Juicy mini meatloaf with a classic tangy glaze. Comfort food scaled down for two, ready in 45 minutes.
For the meatloaf:
1 tablespoon olive oil (for sautéing onion and garlic)
½ medium onion, small diced (see my how to cut an onion guide)
2 teaspoons minced garlic
1 medium carrot, finely grated
1 pound ground beef (80/20 or 85/15)
1 egg
1 teaspoon Dijon mustard
2 tablespoons ketchup
1 tablespoon Worcestershire sauce
⅓ cup panko bread crumbs (or substitute crushed crackers — see Tips)
¾ teaspoon kosher salt
¼ teaspoon ground black pepper
For the glaze:
3 tablespoons ketchup
2 teaspoons red wine vinegar
2 teaspoons honey
Preheat oven to 375°F. Line a baking sheet with parchment paper.
Heat olive oil in a skillet over medium heat.

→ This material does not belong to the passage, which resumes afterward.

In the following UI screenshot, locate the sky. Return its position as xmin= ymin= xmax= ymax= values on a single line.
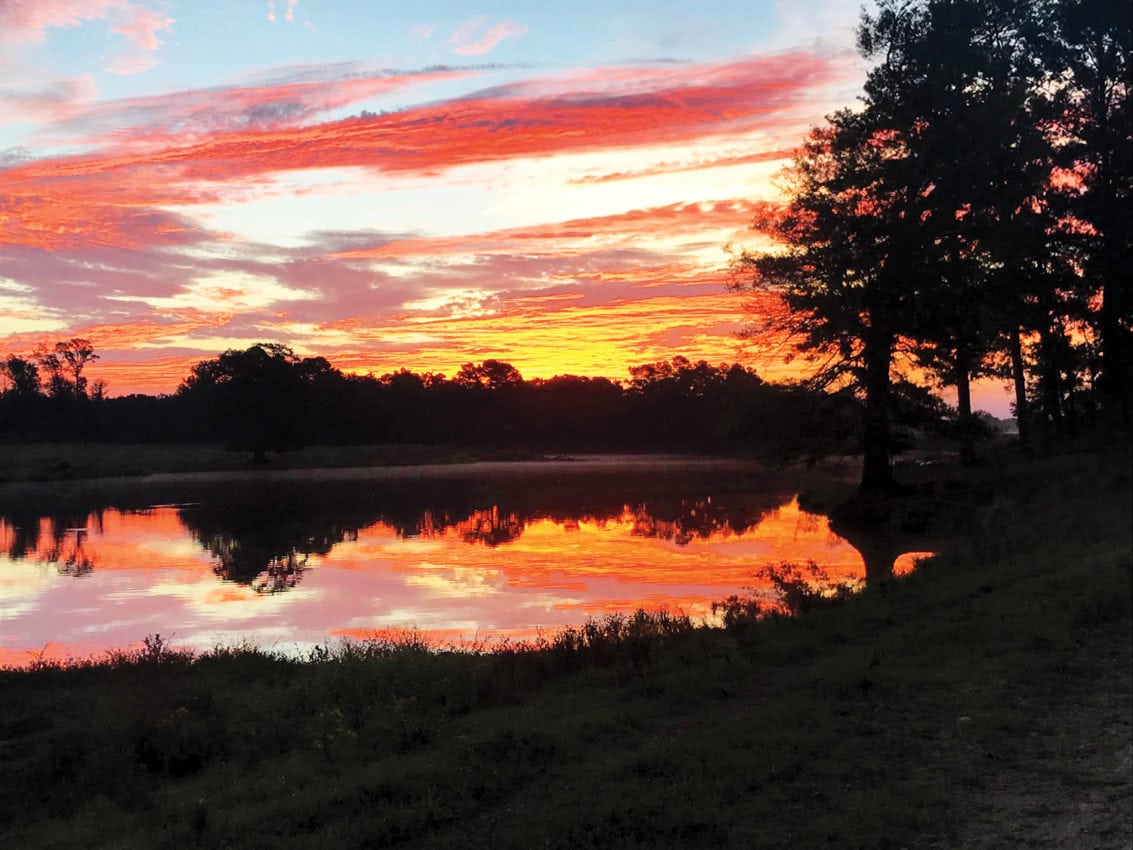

Sauté onion for 3–4 minutes until softened. Add garlic and cook for 30 seconds. Remove from heat and let cool slightly.
In a large bowl, combine ground beef, onion, garlic, grated carrot, egg, Dijon mustard, 2 tablespoons ketchup, Worcestershire sauce, panko, salt, and pepper. Mix gently until just combined.
Flatten the mixture in the bowl, then divide into 4 equal portions. Shape into free-form mini loaves and place on the prepared baking sheet.
Bake for 18–20 minutes, until nearly cooked through.
While the loaves bake, whisk together 3 tablespoons ketchup, red wine vinegar, and honey for the glaze.
Brush glaze over the loaves, then bake for another 8–10 minutes, until the internal temperature reaches 160°F and the glaze looks set and glossy.
Rest for 5 minutes before serving.
Binder swaps: Panko keeps the loaves light and tender. Butter crackers (like Ritz) add richness but more salt, so reduce the added salt slightly. Saltine crackers work too with no salt adjustment.
Free-form vs. muffin tin: Free-form loaves caramelize better on the outside and are easier to clean up. Muffin tins create a gentle steam effect that keeps the interior moist, but they may stick.
Storage and reheating: Store cooked loaves in the refrigerator for 3–4 days. Reheat at 325°F for 12–15 minutes. Freeze cooked or raw loaves up to 3 months (see blog post for full details).
Serving ideas: Pair with mashed potatoes, sautéed green beans, or a fresh salad for balance.